On a brisk October morning, Peggy and Pat Thomas usher their son, Paul, out the front door of their two-bedroom house. Peggy reminds Paul about an upcoming doctor's appointment. She bends over to retie his right shoe and asks if he needs any pocket money.
At 6:30 a.m., a small bus pulls into the driveway and, with a half-hug goodbye, Paul clambers aboard and settles into a window seat. His hour-long ride will take him from Uniontown to Henderson for his part-time job at Old National Bank, where he's worked as a greeter for 17 years.
Peggy presses a warm cup of coffee into her hands as the bus disappears down the street.
"When Paul was born," she says. "We just never thought he would live."
*** In a filing cabinet at the Hugh Edward Sandefur Training Center sits an inch-thick binder of medical papers pertaining to Paul Thomas.

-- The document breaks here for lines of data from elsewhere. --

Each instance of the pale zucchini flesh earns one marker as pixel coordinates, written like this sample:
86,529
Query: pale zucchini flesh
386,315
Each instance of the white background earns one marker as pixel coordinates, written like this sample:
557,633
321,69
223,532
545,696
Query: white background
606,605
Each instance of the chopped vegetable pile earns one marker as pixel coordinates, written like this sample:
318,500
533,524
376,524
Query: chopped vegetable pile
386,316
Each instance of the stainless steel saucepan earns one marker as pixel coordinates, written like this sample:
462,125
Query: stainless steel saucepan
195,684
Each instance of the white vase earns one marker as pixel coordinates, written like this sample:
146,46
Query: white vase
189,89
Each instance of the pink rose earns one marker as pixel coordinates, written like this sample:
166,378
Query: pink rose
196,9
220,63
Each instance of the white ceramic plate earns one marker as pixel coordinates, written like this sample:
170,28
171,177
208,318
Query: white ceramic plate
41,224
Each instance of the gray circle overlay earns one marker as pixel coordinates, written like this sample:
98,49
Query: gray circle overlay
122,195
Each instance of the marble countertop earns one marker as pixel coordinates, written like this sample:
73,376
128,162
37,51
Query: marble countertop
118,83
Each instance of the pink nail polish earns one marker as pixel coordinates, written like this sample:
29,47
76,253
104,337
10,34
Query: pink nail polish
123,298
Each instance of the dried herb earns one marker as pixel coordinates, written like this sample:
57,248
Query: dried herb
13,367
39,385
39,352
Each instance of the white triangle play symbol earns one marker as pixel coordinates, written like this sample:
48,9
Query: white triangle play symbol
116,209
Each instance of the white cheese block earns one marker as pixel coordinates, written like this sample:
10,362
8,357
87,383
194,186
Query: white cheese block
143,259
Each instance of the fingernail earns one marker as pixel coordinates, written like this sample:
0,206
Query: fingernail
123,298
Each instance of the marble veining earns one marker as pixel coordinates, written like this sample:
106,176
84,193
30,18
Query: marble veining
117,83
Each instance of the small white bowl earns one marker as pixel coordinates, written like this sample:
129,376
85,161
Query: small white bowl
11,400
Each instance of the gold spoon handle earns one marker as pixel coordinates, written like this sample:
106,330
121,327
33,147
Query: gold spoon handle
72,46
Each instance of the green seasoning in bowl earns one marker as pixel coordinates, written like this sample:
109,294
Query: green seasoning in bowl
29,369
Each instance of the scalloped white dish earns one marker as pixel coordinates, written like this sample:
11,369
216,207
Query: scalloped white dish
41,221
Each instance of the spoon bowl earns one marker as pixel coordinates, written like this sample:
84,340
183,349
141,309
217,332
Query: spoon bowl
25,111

The most recent record describes the bubbly 51-year-old in a neat, cursive paragraph. "His diagnosis is mild mental retardation. He monitors his sugar intake due to being diabetic."
But the expressive man out on Sandefur's workshop floor joking around with the other disabled adults enrolled in the center's job program doesn't seem to notice his limitations. He chats about an upcoming Special Olympics bowling tournament. He teases friends. Sometimes he finds himself sucking his right thumb and quickly lets his hand drop.

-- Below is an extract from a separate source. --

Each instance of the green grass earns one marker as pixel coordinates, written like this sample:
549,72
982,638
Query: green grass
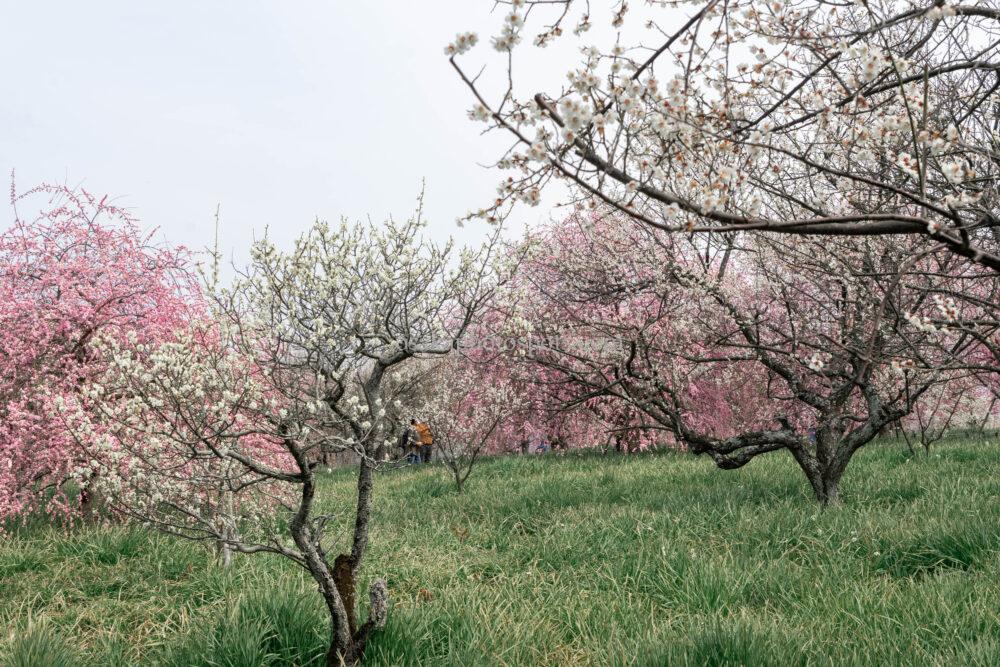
575,560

A slew of medications keep him going. Isosorbide for chest pains. Metoprolol for high blood pressure. Metformin for diabetes. He washes them down with diet cranberry juice early each morning before his mother sets out his breakfast.
"He was a mess for a while," Peggy says. "For years, I had to keep an eye on him constantly."

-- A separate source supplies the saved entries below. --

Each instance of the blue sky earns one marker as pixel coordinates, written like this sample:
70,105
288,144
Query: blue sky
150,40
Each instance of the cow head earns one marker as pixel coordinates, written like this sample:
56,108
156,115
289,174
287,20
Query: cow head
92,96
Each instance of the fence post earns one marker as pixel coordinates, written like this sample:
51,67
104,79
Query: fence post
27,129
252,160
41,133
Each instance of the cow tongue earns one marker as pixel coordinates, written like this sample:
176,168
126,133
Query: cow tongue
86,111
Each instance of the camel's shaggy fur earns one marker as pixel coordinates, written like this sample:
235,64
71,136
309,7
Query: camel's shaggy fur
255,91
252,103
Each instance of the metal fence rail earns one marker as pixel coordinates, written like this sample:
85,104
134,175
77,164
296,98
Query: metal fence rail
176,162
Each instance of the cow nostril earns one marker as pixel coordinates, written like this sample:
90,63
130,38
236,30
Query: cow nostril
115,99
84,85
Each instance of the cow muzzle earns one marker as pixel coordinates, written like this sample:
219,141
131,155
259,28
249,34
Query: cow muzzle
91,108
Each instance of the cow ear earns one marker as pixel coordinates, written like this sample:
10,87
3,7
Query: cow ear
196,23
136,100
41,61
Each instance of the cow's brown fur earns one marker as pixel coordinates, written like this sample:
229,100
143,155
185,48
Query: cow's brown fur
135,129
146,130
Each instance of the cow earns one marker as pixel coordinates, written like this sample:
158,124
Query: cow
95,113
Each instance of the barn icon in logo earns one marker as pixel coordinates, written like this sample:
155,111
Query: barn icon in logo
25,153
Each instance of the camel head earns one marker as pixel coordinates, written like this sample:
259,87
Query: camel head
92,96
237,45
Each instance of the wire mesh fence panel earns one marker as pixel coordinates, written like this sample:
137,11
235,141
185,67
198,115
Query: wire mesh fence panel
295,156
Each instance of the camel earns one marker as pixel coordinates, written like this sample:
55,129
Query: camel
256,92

But he learned to walk at age 5, started working at Sandefur at age 17, learned to read at age 30. He took up cooking classes and art classes. Peggy started letting him take the bus alone. He goes to Henderson Community College once a week to work on his handwriting
"I got him into every kind of program I could," Peggy says. "I had to turn him loose to see what he could do."
One day, Paul came home fuming. He asked his older sister Karen what the word "retarded" meant. She told him that it meant he is beautiful.
In Paul's mind, he doesn't suffer from handicaps. He can do anything that anyone else can do. When he gets his degree, he says, he's going to apply to be president at Old National Bank. Peggy says they let him keep thinking that.
"He's reaching his full potential," she says. "That's what a lot of love for a child will do."